Love me and I'll leave you
I told you at the start
I had no idea that you
Would tear my world apart

And you're the one to blame
I used to know my name
But I lost control of the game
Even though I set the rules
You've got me acting like a fool
When I see you I lose my cool

Lust to love
Was the last thing I was dreaming of
Now all I want is just to love
Lust has turned to love
Whoa. Dude. This is actually kind of ... heavy. It's like a dark, doom-laden ballad. This girl just wanted to goof around and have fun, but now she's being sucked in by more serious feelings ... and she doesn't like it! You know, now that I could actually comprehend the lyrics, I really dug them!

But that's not all. Charlotte, possibly at Gottehrer's suggestion, added a nice piano overdub and, if I'm not mistaken, even a little keyboard overdub between the first chorus and the second verse, all of which is completely absent from the earlier version. These seemingly insignificant touches, in my opinion, give the song quite a bit of extra drama and grandeur.

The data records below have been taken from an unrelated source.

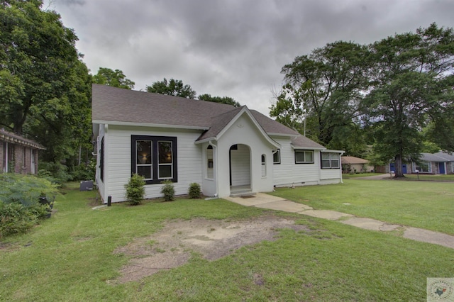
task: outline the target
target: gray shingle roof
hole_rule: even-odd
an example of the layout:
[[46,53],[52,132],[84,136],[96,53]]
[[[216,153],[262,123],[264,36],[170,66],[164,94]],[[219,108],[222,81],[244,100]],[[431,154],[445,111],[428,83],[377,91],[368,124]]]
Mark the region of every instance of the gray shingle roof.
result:
[[369,163],[367,160],[355,157],[354,156],[343,156],[340,160],[343,164],[362,164]]
[[93,84],[94,121],[140,123],[206,128],[214,116],[231,105]]
[[295,147],[295,149],[301,149],[301,148],[325,149],[325,147],[301,135],[299,135],[296,138],[294,138],[293,139],[292,139],[292,145],[293,145],[293,147]]
[[[243,106],[244,107],[244,106]],[[222,131],[222,130],[228,124],[240,111],[243,107],[236,108],[225,113],[220,114],[211,118],[211,127],[209,130],[204,132],[197,140],[203,140],[206,138],[214,138]]]
[[45,150],[45,147],[34,140],[23,138],[12,132],[6,131],[3,128],[0,129],[0,140],[21,145],[23,146],[28,146],[35,149]]
[[[199,140],[216,136],[243,108],[231,105],[93,84],[94,121],[178,125],[207,129]],[[295,147],[323,147],[255,110],[250,112],[268,134],[295,135]]]

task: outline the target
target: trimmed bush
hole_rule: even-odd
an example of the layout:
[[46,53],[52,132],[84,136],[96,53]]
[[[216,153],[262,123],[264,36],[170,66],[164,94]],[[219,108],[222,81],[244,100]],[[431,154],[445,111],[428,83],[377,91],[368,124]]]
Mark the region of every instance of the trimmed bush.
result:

It's like New Wave opera!

But the best change of all is how slowing the song down improved Belinda's vocal performance. My three favorite moments:

1. (0:18) "In another puu-lace and timmmmme" - the enunciation, so precise!
2. (2:12) On the "I" in "I used to know my name," she lets out this little squeal - oh God, the squeal!!
3. (3:44) She goes for the big finish on that very last "Luuuuu-huuuuve," her voice smothered with echo, fading into the dark, brutal night.

We've come a long way from aimless screaming, folks. Goes to show what a little studio time can do. On the demo version, when the chorus comes around, Belinda sounds like she can barely keep up with the speed of the whole thing. It's like, wait, is this song about something? Suddenly, on the album version, you can taste the despair, you can bask in the agony of this poor young woman. It's not hard, of course, to guess where the emotion came from; all Belinda probably had to do was to think of her fucked up childhood for about five seconds, and presto.



Listening to the early demo version, the Go-Go's sound like a fun Buzzcocks-style punk-pop band that might deserve a nice little cult audience, but certainly wouldn't sniff the Top 40.  Listening to the album version, the Go-Go's sound like a band that should be blasting out of your car radio on streets all across America. Even the backing vocals are better, for God's sake.

At any rate, I don't believe in alternative universes. The Go-Go's left their punk roots behind, and that's that.